Un trilemme financier s'est ajouté au trilemme monétaire : selon Dirk Schoenmaker, la stabilité financière, l'intégration financière et les politiques financières nationales sont incompatibles (Schoenmaker, 2011).
En 2003, trois économistes, Michael P. Dooley, David Folkerts-Landau et Peter Garber ont indiqué que l'émergence économique d'une périphérie de taux de change fixes en Asie rétablissait les États-Unis comme le pays central du système monétaire international de Bretton Woods. Ils font valoir que l'évolution normale du système monétaire international implique l'émergence d'une périphérie dont la stratégie de développement est une croissance axée sur l'exportation soutenue par des taux de change sous-évalués, le contrôle des capitaux et les sorties de capitaux officielles sous la forme d'accumulation de créances sur les actifs de réserve du pays central. Le succès de cette stratégie dans la promotion de la croissance économique permet à la périphérie d'évoluer vers le centre. La libéralisation financière, pour sa part, nécessite des taux de change flottants entre les pays du centre. Il y a cependant une file suffisante de pays attendant leur tour pour suivre l'exemple de l'Europe des années 1950-1960 et de l'Asie actuellement pour maintenir le système intact encore longtemps (Dooley et al., 2003).
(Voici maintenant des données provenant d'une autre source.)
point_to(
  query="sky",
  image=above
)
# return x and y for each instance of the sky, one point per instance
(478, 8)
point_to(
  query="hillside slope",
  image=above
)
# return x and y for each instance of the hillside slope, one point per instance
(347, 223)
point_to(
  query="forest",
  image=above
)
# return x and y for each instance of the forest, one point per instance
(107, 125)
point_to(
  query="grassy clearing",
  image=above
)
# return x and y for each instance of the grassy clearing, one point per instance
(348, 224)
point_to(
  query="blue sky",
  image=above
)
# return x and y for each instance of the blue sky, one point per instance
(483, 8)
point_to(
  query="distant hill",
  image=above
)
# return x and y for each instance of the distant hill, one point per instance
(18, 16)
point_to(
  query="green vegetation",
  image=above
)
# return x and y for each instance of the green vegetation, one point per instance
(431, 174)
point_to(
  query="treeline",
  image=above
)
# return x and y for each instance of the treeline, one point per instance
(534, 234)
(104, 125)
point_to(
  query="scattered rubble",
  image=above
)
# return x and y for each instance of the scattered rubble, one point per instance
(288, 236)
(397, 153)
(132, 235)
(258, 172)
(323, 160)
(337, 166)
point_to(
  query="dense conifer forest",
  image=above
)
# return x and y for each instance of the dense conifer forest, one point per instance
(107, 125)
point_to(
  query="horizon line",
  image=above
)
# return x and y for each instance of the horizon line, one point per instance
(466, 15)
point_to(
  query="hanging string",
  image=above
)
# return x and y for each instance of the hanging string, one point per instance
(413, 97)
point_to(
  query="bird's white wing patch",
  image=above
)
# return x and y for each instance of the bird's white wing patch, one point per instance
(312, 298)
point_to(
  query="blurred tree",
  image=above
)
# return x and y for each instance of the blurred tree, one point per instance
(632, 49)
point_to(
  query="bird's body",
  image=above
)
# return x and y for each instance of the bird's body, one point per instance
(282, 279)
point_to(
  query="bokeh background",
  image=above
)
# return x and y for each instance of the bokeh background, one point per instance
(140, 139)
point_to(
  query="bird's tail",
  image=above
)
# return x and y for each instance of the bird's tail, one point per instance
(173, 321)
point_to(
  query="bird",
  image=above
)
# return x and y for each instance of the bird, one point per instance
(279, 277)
Une décennie plus tard, en 2014, ces mêmes économistes considèrent que ce système « restauré » de Bretton Woods a survécu à la crise de 2008 et qu'il évoluera comme prévu : la Chine est en train de progresser de la périphérie vers le centre du système, mais cette évolution ne conduira pas à la fin du système, parce que l'Inde remplacera la Chine comme principal pays de la périphérie (Dooley et al., 2014).
Le danger
L'augmentation considérable de la liquidité mondiale, due depuis 2008 aux politiques monétaires expansionnistes dans les pays de l'Organisation de coopération et de développement économiques (OCDE), avec la mise en place des assouplissements quantitatifs (cf. graphiques 1 et 2 infra), a conduit à ce que des flux de capitaux de plus en plus importants puissent se déplacer d'une région à une autre, puisque la liquidité peut être investie dans les actifs d'une région, puis d'une autre région.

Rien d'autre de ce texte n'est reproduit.